April 24, 2024

“Mitochondrial transfer” is dangerous: Maureen Condic

Some women are carriers of a genetic disease because of defective mitochondria. Replace hers with healthy mitochondria donated by a another woman. Result: a healthy child. Problem solved. What’s to worry about? Plenty.

Some women are carriers of a genetic disease because of defective mitochondria. Replace hers with healthy mitochondria donated by a another woman. Result: a healthy child. Problem solved. What’s to worry about?

But in a ferocious blast in the on-line journal Public Discourse, University of Utah stem cell scientist Maureen Condic contends that there are significant ethical and medical problems with so-called “three-parent embryos”

Supporters of the technique frame it as if it were as simple as popping some extra RAM into a laptop to make it run faster. But Dr Condic looks at it differently. She analyses the three methods of “therapy” and concludes that they are all “macabre form[s] of eugenic cloning, in which a human being with a medical condition is killed and his or her parts are used to create a new human being with an improved biological state.”

She also disputes the ethics of the “extra RAM” approach:

“The embryo produced by this procedure is not just the original child of the parents, moved to a new cytoplasmic ‘environment’. This would only be true if a human being were nothing more than his or her DNA, which is clearly not the case. While our unique DNA clearly determines many aspects of our individual characteristics, we are also greatly influenced by the specific, non-genetic composition of the egg that produced us.”

There are also serious concerns about the health of the resulting embryo.

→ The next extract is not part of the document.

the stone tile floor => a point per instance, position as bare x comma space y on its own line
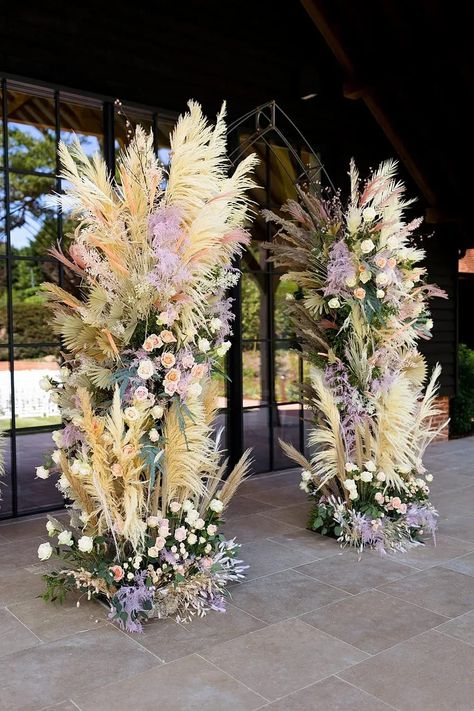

“All three [methods of ‘mitochondrial transfer’] are highly likely to be unsafe for the resulting children, even the ones that are not deliberately destroyed and are not damaged by the procedure itself. Mitochondrial heteroplasmy, or the persistence of some mitochondria from both the mother and the donor egg, is a significant risk to any children produced by these techniques. In general, heteroplasmy is not a good thing, and in this case, it could also cause reappearance of the disease in the offspring of any woman produced by the “three-parent” approach, due to mitochondrial ‘founder effects’ in oogenesis. Even a few ‘bad’ mitochondria can become the dominant type in any one egg, causing the mitochondrial disease to recur in any child produced from that egg.”

Finally, the technique could create another serious inheritable problem:

“We know that in nature, mtDNA and nuclear DNA ‘co-evolve’ to work with each other in an efficient manner. In some species, incompatibility between the mitochondrial and nuclear genome significantly compromises the health of the individual. All of the proposed methods of ‘treating’ mitochondrial disease introduce a permanent and unnatural mismatch between the nuclear and the mitochondrial genome that will be inherited by all subsequent generations.”